What is laser treatment of the skin?
Laser therapy is a treatment that uses light energy to treat skin conditions. At CHOC, Dr. Daniel Jaffurs uses a pulsed dye laser (PDL) to treat children with different skin conditions. PDL uses the light energy that is changed into heat to destroy blood vessels while leaving the surrounding skin unharmed.
What skin conditions can be treated with laser therapy?
- Infantile hemangiomas
- Port‐wine stains
- Telangiectasias (spider veins)
- Scars after surgery.
What can we expect with laser therapy?
The laser often makes the area treated look bruised or darker after the treatment. This will usually get lighter in color within 1 to 2 weeks. The area will slowly lighten over the next 1 to 2 months. There may also be swelling after the treatment. Blisters are very uncommon. This may last for a few days. Depending on the size of the lesion, multiple laser treatments are often needed. There is no guarantee that laser treatments will completely clear the areas. It normally takes about 6 treatments for each area. We wait about 2 months between treatments in the same area.
Laser treatments are done under anesthesia or sedation because the child must stay completely still. At CHOC, we use medication to decrease pain in the area being treated and medication is inhaled through a mask to sedate the child during the procedure. The length of the laser procedure depends on the size of the area and can range from 5 minutes to 60 minutes. In addition, the child will need about 30 minutes in the recovery area before going home.
What are the risks of laser treatment?
The risk of scarring is less than 1 percent. The laser may cause changes in the color of the skin. This usually gets better with time and fades away within a few months. Sometimes the area the laser treated can blister. Scars that look like tiny pits and loss of pigmentation (skin color) can also happen, but these are very rare.
Where is laser treatment done?
Laser treatments are done outpatient in the Procedure Center, located on the 3rd floor of the main CHOC Hospital Building (Bill Holmes South Tower).
How do I prepare my child for the day of the laser procedure?
Stay out of the sun and use hats/sunscreen.
- Stop giving your child formula or solid food 8 hours before the procedure.

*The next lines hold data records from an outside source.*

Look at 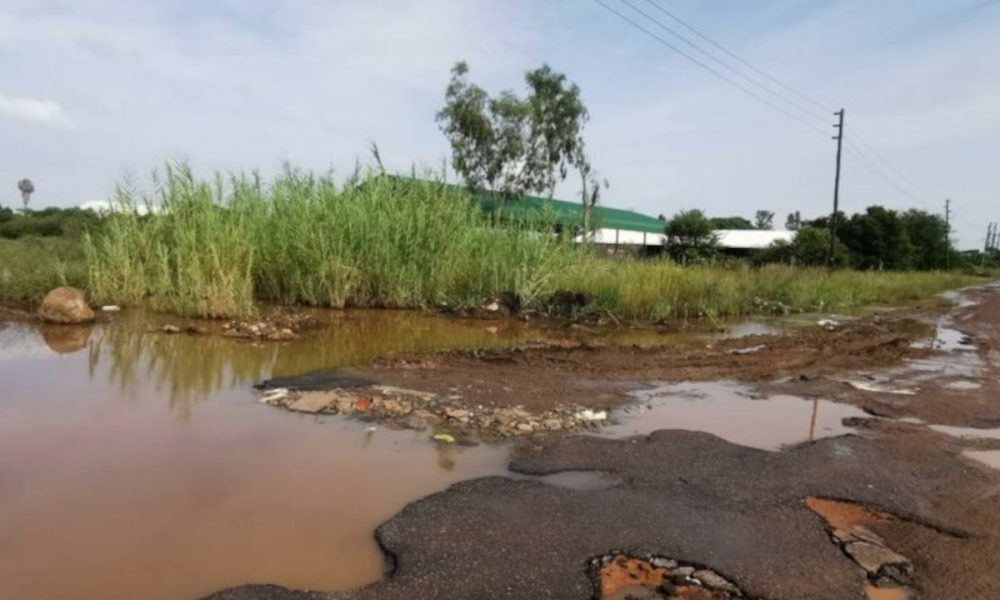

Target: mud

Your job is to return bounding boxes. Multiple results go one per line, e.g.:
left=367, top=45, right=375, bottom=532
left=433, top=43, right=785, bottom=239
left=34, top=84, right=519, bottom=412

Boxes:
left=205, top=290, right=1000, bottom=600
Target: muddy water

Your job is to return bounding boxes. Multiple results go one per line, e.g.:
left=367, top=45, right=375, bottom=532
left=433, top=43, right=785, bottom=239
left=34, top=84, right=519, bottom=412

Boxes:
left=0, top=311, right=840, bottom=600
left=0, top=313, right=537, bottom=600
left=604, top=382, right=869, bottom=450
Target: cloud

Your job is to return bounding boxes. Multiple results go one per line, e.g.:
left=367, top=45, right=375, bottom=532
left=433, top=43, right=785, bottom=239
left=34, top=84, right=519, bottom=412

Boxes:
left=0, top=94, right=73, bottom=128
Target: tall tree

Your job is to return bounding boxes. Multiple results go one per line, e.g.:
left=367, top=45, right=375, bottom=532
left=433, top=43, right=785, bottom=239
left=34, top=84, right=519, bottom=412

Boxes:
left=437, top=62, right=596, bottom=205
left=17, top=179, right=35, bottom=212
left=785, top=211, right=802, bottom=231
left=900, top=210, right=954, bottom=270
left=664, top=209, right=719, bottom=263
left=753, top=210, right=774, bottom=229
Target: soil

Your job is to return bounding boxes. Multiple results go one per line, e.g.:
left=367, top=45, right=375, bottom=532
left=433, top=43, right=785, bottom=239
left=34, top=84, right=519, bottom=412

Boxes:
left=203, top=288, right=1000, bottom=600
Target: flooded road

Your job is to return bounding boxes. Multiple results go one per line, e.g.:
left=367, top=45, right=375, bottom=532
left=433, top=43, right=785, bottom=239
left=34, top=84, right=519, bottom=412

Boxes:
left=0, top=304, right=952, bottom=600
left=0, top=313, right=530, bottom=600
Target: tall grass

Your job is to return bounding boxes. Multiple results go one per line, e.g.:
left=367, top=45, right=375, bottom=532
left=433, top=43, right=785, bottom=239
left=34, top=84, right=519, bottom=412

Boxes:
left=88, top=166, right=574, bottom=317
left=87, top=165, right=981, bottom=319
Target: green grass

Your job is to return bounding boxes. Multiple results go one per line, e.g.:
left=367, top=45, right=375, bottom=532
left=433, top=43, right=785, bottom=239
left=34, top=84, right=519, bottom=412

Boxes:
left=0, top=236, right=87, bottom=308
left=74, top=166, right=983, bottom=319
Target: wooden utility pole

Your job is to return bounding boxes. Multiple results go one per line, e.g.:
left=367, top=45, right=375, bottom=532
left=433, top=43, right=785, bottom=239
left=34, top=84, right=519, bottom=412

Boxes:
left=828, top=108, right=844, bottom=268
left=944, top=198, right=951, bottom=271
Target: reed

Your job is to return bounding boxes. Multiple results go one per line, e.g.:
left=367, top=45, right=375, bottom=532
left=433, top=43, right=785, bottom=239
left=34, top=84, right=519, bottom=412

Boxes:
left=86, top=159, right=982, bottom=319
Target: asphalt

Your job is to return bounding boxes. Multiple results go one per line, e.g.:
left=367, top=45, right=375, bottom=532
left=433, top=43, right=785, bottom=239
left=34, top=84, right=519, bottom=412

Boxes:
left=199, top=423, right=1000, bottom=600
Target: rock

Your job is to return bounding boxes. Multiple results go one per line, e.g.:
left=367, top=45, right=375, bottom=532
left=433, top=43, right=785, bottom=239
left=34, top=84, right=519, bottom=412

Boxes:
left=38, top=287, right=94, bottom=324
left=444, top=408, right=469, bottom=421
left=288, top=392, right=333, bottom=414
left=691, top=569, right=741, bottom=594
left=649, top=557, right=677, bottom=569
left=260, top=388, right=291, bottom=404
left=844, top=542, right=910, bottom=575
left=574, top=409, right=608, bottom=421
left=403, top=415, right=427, bottom=431
left=542, top=419, right=562, bottom=431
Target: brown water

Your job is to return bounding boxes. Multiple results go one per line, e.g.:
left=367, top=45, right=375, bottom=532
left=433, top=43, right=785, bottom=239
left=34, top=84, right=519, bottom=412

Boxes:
left=0, top=311, right=840, bottom=600
left=0, top=313, right=538, bottom=600
left=604, top=382, right=869, bottom=450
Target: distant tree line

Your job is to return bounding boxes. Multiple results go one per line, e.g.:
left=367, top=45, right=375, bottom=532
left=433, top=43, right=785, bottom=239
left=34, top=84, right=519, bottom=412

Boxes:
left=664, top=206, right=984, bottom=271
left=0, top=206, right=101, bottom=239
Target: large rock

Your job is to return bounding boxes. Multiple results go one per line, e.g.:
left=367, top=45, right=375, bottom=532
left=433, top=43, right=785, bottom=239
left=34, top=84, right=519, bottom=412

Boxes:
left=38, top=287, right=94, bottom=323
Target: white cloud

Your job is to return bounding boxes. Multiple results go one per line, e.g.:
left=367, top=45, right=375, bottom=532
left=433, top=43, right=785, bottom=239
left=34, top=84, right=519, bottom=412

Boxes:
left=0, top=94, right=73, bottom=127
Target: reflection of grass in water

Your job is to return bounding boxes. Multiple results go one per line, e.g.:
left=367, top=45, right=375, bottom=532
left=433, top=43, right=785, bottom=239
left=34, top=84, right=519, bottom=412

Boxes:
left=90, top=311, right=541, bottom=418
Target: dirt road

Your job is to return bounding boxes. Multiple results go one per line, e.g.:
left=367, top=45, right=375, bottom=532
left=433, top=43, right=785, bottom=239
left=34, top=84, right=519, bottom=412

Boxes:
left=210, top=289, right=1000, bottom=600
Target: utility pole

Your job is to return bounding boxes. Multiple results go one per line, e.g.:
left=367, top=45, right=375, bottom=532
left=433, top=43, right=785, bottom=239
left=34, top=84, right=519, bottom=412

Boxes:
left=829, top=108, right=844, bottom=268
left=944, top=198, right=951, bottom=271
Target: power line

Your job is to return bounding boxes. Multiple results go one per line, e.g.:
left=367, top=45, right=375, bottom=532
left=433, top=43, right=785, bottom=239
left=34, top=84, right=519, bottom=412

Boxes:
left=620, top=0, right=827, bottom=124
left=594, top=0, right=826, bottom=135
left=646, top=0, right=831, bottom=122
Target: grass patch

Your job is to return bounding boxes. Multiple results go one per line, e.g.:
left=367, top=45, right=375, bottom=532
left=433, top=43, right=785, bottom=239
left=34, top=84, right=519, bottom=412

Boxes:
left=86, top=166, right=983, bottom=319
left=0, top=236, right=87, bottom=308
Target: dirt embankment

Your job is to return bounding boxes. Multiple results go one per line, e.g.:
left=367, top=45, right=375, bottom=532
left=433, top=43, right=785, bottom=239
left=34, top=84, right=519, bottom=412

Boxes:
left=211, top=290, right=1000, bottom=600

- Stop giving your child breastmilk 6 hours before the procedure.
- Stop giving your child clear liquids and water 3 hours before the procedure.
Please check in at CHOC two hours before your child’s procedure is scheduled to begin.
Will laser treatment be covered by insurance?
Some insurance plans will cover laser treatments, but other plans will not cover them. Most insurance plans will try to decide if the treatment of a port wine stain or vascular abnormality is a medical need or a cosmetic procedure. If it is found to be a medical need, it is often covered by insurance. Also, if the hemangioma affects your child’s ability to do everyday activities, or is severely disfiguring (such as port wine stain or vascular abnormality on the face), your insurance may cover it. If it is seen only for cosmetic reasons, it may not be covered.
Once your child has been seen in our clinic and determined to be a good candidate for laser treatment, a financial coordinator at CHOC will submit an authorization request for the laser procedure to your insurance company. We usually require approval from your insurance company before scheduling your child’s laser procedure.